The very thought of her dad on a muggle bus was enough to terrify the statute of secrecy, even though she suspected she could probably coax him. Nope. Nope. Nope.
Darren would probably be taking a bus. The little shit would probably end up whining about it, too, just to piss her off. God, he could be a bellend. That’s probably why they got on so well.
“Can I not give my daughter a lift, one last time?” said Edgarius Rowle, pretending to blink back tears, when his daughter threatened to apparate to Aberdyfi Passage on her own and see him there.

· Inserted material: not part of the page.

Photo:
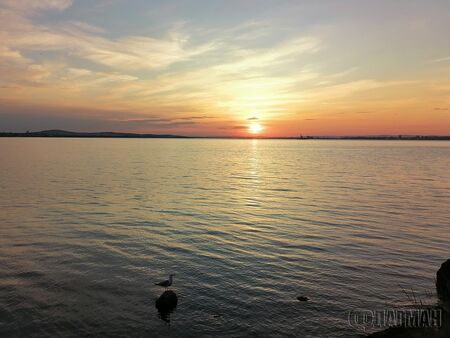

Beck pulled a face but didn’t mean it - if she had not wanted him to link arms with her father, there was no force on earth that could force her. And then, suddenly, with a crack, Aberdyfi Passage appeared before them. It was a dumpy streak of nothing in comparison with Diagon Alley, but both Beck and her father tended to avoid the hustle and bustle of that street, along with other wizarding hotspots. Thanks to avoidance of more obvious magical settlements, they now knew this one like the backs of their hands, although that wasn’t really saying much at all. After all, how long did it take to learn where an ice cream parlour, three dilapidated inns and what claimed to be the world’s best cauldron emporium were, anyway?
“Sooo, I’m after a…” Beck pulled O’Lustrum’s letter from her pocket and double-checked, “Ergh. An empty bottle of sherry.”
“Classy man, this O’Lustrum?” deadpanned her father.
“You’d at least hope for a rack of full Gorian Mead.”
“I raised you well,” the pride in Edgarius’ voice was supposed to be sarcastic. Beck knew it wasn’t, but decided not to notice.
“Yo yo yo; look what I found.”
In polite company, a young woman running through a grungey street brandishing an empty bottle of sherry at a young man might have meant one thing, but when one of them was Beck Routledge and the other was Darren Hughes, it was probably safe. Then again, it didn’t promise that they wouldn’t end up hitting one another with it.